Les secrets les mieux gardés sont souvent à portée de regard. Au cœur de la petite ville de Dufftown, l’un des épicentres du Speyside, terre d’élection du whisky écossais, en contrebas d’une impasse en pente douce, se niche une distillerie aux atours besogneux. Un peu plus haut, la modeste Cowie Avenue donne une indication : on se trouve bien sur les terres de la dynastie Cowie, George et Alexander, qui a forgé sa réputation il y a plus d’un siècle. Bienvenue à la distillerie Mortlach, tel est toujours son nom aujourd’hui, qui vaut le détour quand bien même le site n’est pas ouvert au public.

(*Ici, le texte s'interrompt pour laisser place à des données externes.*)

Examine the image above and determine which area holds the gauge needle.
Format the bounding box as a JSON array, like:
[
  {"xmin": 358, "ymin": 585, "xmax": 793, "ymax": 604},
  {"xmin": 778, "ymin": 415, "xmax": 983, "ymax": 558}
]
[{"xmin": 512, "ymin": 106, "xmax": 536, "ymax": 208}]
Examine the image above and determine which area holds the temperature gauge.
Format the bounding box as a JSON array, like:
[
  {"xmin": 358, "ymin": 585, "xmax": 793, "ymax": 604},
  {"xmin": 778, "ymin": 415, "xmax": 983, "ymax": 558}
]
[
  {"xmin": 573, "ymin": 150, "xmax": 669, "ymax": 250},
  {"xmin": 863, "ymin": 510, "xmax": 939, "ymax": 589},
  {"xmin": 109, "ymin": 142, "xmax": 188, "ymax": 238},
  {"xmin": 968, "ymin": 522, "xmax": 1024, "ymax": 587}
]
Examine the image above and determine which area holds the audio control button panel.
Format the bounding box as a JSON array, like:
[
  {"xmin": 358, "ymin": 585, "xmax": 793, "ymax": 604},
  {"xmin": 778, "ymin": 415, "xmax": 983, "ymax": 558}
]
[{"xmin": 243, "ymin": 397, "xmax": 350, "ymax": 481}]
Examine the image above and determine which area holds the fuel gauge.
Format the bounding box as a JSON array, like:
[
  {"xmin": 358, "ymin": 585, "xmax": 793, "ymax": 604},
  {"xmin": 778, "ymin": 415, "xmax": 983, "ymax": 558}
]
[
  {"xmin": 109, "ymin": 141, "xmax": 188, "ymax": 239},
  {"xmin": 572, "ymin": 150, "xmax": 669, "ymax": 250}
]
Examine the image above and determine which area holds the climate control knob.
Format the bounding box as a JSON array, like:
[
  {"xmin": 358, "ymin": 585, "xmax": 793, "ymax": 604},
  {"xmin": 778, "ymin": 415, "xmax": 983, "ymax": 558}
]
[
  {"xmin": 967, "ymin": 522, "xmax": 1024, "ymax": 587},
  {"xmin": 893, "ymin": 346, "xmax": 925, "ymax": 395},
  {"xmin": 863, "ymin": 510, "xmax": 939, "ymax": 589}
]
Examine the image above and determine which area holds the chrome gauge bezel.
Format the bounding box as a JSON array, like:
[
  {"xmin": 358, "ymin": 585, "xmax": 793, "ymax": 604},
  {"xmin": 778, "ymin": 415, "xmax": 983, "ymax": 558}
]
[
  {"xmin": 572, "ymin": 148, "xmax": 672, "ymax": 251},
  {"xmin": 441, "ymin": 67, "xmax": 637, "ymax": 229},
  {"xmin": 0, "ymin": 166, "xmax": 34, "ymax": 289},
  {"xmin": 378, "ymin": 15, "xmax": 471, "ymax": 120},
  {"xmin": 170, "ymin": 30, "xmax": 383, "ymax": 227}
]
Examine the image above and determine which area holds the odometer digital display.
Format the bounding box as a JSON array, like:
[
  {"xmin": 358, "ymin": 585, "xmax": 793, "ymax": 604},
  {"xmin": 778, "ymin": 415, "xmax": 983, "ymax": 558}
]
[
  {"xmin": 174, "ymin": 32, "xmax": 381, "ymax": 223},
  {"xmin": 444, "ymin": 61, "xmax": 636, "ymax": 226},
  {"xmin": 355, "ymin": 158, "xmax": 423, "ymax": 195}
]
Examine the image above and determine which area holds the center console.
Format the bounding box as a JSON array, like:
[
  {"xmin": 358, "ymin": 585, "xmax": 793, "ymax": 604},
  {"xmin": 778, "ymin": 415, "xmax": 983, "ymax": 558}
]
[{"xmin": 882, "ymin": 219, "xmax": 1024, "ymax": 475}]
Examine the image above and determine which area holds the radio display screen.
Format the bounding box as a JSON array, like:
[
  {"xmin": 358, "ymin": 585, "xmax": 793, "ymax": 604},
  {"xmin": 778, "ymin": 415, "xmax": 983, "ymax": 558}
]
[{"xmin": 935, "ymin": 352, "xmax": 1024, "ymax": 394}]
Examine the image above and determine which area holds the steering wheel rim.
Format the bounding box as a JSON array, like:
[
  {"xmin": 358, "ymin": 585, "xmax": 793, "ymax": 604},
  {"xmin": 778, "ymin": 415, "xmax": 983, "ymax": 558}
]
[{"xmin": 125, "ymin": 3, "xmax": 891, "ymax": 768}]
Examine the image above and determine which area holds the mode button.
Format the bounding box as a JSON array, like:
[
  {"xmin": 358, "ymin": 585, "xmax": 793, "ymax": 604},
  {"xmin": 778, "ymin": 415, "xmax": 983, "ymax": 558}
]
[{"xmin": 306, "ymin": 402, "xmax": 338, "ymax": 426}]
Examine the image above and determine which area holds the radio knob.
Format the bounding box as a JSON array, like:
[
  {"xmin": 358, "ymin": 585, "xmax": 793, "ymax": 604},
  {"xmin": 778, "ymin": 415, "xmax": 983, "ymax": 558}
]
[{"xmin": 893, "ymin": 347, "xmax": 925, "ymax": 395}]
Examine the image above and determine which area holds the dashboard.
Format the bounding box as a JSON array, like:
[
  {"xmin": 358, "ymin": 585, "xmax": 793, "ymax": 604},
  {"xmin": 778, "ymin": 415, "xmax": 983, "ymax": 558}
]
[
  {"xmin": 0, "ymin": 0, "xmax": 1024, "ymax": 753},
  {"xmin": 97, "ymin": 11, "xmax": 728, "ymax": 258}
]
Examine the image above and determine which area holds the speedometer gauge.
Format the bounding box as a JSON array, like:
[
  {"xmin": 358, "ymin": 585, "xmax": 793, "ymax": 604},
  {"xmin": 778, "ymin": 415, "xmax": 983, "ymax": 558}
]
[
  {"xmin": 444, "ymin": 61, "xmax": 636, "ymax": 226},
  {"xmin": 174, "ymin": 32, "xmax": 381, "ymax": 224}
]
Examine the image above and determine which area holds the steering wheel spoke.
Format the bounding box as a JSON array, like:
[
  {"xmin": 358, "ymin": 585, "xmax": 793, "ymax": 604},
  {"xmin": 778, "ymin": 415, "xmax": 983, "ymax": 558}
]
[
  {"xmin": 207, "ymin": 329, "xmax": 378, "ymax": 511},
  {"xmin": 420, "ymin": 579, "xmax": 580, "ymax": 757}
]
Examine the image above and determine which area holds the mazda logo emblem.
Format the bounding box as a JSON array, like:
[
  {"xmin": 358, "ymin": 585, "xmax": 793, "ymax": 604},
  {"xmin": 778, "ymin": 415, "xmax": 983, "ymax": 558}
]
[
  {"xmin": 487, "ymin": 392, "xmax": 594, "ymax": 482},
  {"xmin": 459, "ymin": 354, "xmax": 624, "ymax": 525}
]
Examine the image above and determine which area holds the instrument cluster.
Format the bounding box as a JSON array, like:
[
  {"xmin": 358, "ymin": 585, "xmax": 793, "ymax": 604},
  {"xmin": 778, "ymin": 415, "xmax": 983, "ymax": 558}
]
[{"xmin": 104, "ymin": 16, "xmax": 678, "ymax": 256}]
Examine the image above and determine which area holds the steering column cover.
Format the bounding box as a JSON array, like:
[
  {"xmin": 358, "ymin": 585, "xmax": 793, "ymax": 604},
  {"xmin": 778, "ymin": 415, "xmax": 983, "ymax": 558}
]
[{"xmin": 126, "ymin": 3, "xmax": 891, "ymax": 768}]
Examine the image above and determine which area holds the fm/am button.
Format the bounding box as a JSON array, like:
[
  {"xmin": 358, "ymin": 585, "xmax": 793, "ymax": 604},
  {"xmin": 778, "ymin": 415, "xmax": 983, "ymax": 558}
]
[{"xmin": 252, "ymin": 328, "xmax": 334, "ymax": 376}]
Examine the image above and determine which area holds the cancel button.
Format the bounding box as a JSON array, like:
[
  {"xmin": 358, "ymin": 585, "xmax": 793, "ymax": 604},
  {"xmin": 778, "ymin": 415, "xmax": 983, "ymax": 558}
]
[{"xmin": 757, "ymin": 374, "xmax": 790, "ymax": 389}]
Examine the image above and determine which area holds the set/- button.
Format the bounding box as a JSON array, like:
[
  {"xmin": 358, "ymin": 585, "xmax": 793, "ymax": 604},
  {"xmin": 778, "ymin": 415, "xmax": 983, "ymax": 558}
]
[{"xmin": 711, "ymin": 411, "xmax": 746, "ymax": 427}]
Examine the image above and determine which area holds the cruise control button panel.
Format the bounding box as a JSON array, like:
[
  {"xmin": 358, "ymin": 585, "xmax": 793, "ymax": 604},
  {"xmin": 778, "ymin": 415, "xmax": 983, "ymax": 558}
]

À sa tête depuis bientôt deux ans, Andrew Millsopp confirme, depuis ses modestes bureaux, qu’il n’œuvre pas dans un lieu anodin, lui qui a bourlingué vingt-cinq ans chez les plus grands de l’industrie : « Il m’a fallu presque un an pour comprendre complètement le fonctionnement de cette distillerie. Parce que les processus y sont complexes, pour arriver à faire un produit unique. Quand vous êtes passé par Mortlach, vous pouvez travailler partout ! »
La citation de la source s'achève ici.